Randall Sanders, past chair of the Ohio Chapter of the American Fisheries Society Streams Committee, will present “Ohio Streams” on February 8 at 7:30 pm in the Glenn Center on the campus of Bristol Village in Waverly.
Sanders will discuss multiple aspects of our state’s streams and rivers, including recreational use, water quality, wildlife diversity, ecology and restoration.
As a stream biologist for the Ohio EPA and Department of Transportation, Sanders conducted numerous stream surveys, submitted agency reports and published fisheries articles. His concerns involved water quality as well as the many creatures and aquatic plants that inhabit our waters.
Several years ago Sanders and his wife inherited a family owned farm in southern Pike County. After retiring as an Environmental Administrator for the ODNR, he began managing the farm in an environmentally sustainable way. On this farm nature and wildlife are his priorities.
Sanders’ approach to farming and lumbering are quite unorthodox. Whereas lumber companies harvest the straightest and tallest trees, Sanders culls the old, diseased and broken trees for use in his woodworking and artistic endeavors.
He sells wood picture frames, cutting boards, crosses and small furniture at local craft outlets and he harvests native plants which are marketed primarily at the Clintonville Farmers’ Market.
Sanders has recently assisted Cooper Wildflower Woods in Bristol Village in its effort to restore a native plant garden which had been invaded by non-native species. After volunteers removed the invasive plants, they replaced them with native ferns, bushes and wildflowers, many from Sanders’ Pike County Farm.
“Randy has been a tremendous help,” says Cooper Wildflower Woods Chair Karen Berney. “Not only has he provided many desirable plants, he has guided us in which species will grow best in our environment.”
As a naturalist, Randy makes it his habit to remove plants only from roadsides and right-a-ways where they cannot be allowed to grow, or he harvests from areas where the plants are abundant.
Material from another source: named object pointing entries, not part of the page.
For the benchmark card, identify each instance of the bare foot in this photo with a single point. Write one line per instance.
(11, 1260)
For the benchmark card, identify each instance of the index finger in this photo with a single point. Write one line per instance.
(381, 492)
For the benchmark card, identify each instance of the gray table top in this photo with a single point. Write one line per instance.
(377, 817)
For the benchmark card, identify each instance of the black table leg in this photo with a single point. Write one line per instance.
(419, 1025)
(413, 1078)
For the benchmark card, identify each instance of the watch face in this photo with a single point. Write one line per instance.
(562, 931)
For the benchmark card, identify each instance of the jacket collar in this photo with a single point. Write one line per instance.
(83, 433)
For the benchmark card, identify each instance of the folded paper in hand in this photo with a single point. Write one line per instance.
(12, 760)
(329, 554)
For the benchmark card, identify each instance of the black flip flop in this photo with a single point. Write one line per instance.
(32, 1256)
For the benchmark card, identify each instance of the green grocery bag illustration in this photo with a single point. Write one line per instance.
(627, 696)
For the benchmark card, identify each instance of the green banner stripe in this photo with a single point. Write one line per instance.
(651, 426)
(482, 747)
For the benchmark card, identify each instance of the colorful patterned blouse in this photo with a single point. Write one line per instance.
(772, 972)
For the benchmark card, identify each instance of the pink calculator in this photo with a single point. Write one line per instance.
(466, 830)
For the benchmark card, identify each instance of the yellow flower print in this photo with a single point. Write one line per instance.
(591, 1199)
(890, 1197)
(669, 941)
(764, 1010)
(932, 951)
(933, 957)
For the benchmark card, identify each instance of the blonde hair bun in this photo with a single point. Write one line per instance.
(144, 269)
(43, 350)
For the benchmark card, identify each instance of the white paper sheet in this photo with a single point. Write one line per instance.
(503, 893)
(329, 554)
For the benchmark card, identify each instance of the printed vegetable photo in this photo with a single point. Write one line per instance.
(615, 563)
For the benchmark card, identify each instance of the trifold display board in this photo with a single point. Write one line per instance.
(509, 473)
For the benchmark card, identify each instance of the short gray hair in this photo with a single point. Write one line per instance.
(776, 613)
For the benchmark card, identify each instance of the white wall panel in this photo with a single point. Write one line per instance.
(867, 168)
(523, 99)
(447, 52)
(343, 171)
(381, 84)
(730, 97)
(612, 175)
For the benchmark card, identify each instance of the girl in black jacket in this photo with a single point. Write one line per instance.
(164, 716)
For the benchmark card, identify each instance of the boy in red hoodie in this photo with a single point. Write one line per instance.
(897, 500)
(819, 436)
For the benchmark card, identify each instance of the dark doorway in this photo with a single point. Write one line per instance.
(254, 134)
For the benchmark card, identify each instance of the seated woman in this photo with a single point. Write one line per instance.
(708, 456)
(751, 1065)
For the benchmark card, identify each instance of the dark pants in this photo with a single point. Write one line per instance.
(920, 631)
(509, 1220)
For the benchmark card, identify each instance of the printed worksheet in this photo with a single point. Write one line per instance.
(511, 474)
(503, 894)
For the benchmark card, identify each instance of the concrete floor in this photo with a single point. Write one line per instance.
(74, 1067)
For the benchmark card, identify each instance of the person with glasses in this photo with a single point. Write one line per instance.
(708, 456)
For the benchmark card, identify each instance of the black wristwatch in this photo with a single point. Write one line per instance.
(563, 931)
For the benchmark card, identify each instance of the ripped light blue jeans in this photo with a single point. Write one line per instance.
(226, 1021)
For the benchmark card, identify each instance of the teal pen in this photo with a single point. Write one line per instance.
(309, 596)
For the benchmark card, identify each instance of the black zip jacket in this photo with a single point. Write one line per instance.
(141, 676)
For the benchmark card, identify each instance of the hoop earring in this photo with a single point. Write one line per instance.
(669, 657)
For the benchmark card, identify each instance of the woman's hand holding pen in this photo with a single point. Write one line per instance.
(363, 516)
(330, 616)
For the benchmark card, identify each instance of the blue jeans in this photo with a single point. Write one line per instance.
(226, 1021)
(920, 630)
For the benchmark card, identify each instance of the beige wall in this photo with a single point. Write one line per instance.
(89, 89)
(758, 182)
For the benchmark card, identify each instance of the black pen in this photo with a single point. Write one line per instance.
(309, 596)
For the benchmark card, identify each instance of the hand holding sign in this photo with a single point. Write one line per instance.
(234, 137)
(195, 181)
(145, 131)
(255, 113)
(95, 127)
A recent article in Edible Columbus featured Sanders. It dubbed him The Tree Whisperer because of his intimate kinship with the natural woodland.
“The term is appropriate,” says Berney. A group of Cooper Wildflower Woods volunteers visited his farm last summer. Randy trods through his forest and reels off the name of every tree he passes. He grabs a twig, points to a minute bud and explains why it’s a male and not a female flower.”
Sanders’ knowledge of trees and plants is matched only by his knowledge of the biota of Ohio’s streams and rivers. His degree from OSU in 1975 in Fish Management has been followed by 28 years experience in the field. The culmination of this work is presented in A Guide to Ohio Streams, a publication of the Ohio Chapter of the American Fisheries Society, which Sanders helped publish.
This book will be the basis of his talk at Bristol Village, which should be of interest to biologists, recreational fishermen and naturalists as well as anyone who enjoys the outdoors or has a concern for protecting our ecosystems.
The presentation is free and open to the public. Directions to Bristol Village: drive to Waverly on Route 23. Turn south at the Clough Street traffic light, onto Route 335. Travel almost a mile to Bristol Village. A large stone structure marks the entrance. Turn right into Bristol Village. The Glenn Center is the large brick building on the right. Free parking is available.